An exploration of what exactly it means to be “working class”, this two-man (well, one woman, one man - it is 2020) show hits hard and is as hilarious as it is thought-provoking. Although Stuart Crowther, a proud Northern boy through and through, knows he is working class, his comedic counterpart for tonight’s show, Emma Bramley finds this statement a lot more difficult to confidently proclaim.

Before the show even starts, we are asked to question our own social bias and where we feel we fit in the class system, by choosing a sticker of 3 iconic women of the time: Ethel Skinner and Willy (Eastenders), Hyacinth ‘Bouquet’ Bucket (Keeping Up Appearances) or Margo Leadbetter (To The Manor Born). These stickers are never really brought up again, and I was surprised by this, but it was nice to have something to come away with as a little reminder.

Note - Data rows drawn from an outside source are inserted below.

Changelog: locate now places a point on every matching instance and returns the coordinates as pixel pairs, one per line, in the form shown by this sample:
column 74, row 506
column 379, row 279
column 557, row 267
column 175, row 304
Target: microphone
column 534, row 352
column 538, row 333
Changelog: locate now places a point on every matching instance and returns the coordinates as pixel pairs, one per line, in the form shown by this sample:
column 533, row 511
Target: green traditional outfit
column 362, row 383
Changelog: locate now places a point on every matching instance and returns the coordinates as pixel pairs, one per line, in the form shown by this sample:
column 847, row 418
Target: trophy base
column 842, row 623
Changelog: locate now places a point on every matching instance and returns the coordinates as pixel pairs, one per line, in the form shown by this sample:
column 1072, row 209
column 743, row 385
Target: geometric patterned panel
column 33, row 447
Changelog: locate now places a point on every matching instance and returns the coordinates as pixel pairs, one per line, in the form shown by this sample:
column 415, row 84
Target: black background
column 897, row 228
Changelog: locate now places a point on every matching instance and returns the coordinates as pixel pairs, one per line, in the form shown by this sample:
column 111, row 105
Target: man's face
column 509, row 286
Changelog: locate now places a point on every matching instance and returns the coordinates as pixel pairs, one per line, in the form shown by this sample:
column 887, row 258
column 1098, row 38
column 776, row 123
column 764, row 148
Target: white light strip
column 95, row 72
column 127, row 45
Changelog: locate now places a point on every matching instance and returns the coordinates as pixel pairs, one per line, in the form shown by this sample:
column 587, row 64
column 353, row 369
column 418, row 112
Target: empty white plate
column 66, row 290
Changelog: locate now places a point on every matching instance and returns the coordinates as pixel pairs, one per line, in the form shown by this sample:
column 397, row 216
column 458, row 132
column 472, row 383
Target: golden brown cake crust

When walking into the theatre, the action has already begun, with Emma cleaning up after the audience with a feather duster, and Stuart singing on stage. This was an interesting dynamic and really helped demonstrate how intimate this show would be, with no real barrier between the audience and the players, although at times it felt as though they were running out of what to do to keep it fresh as the audience poured in.

The chemistry on stage between Emma and Stuart, and the timing of moments of physical comedy was brilliant, but it was the juxtaposition in their stories that really captured me. Stuart’s memories of his working-class upbringing seem to be painted with the delicious rose-tint of nostalgia, and, although far from glamorous, it had a lovable wholesomeness about it.

Emma’s childhood, however, was a rollercoaster which had me crying with laughter with one quip and tearing up at another poignant remark. Where Stuart spoke in confident, rhythmic poetry often planted in front of the microphone, Emma was a lot more animated, buzzing with the uncertainty of her place in the world and jumping about the space as if she couldn’t get comfortable with any one place - just as in her life.

The set was simple, with plenty of 80s/90s Easter eggs to spot in the props. Costume-wise, the duo cleverly adapted from cleaning aprons, through a few different iconic items of the time and Emma’s scrunchy-adorned hair showing passing of time.

Bramley has an incredible energy on stage, and her facial expressions would make Jim Carey proud. She emotes with her entire body and really connects with every audience member personally.

Crowther had a few musical numbers, and although he has a fantastic voice, there was an element of karaoke rawness about it too, which felt fitting. I do wish there had been a little more audience participation here, as I can’t hear “Gold” without wanting to join in and the rest of the audience seemed a little shy - but there was plenty of toe-tapping.

The multimedia element of the projection was used effectively several times, although there did seem to be a few times when it seemed a little forgotten about, or the transitions could have been a little smoother. However, the beginning montage really helped cement the play in the era and was the perfect way to really immerse the audience in the time.

Wake up Maggie feels like a tea-stained dressing gown hug. It feels like the nostalgia of early 90s Neighbours episodes. It feels like the weird joy of a Fray Bentos Pie. and I bloody loved it.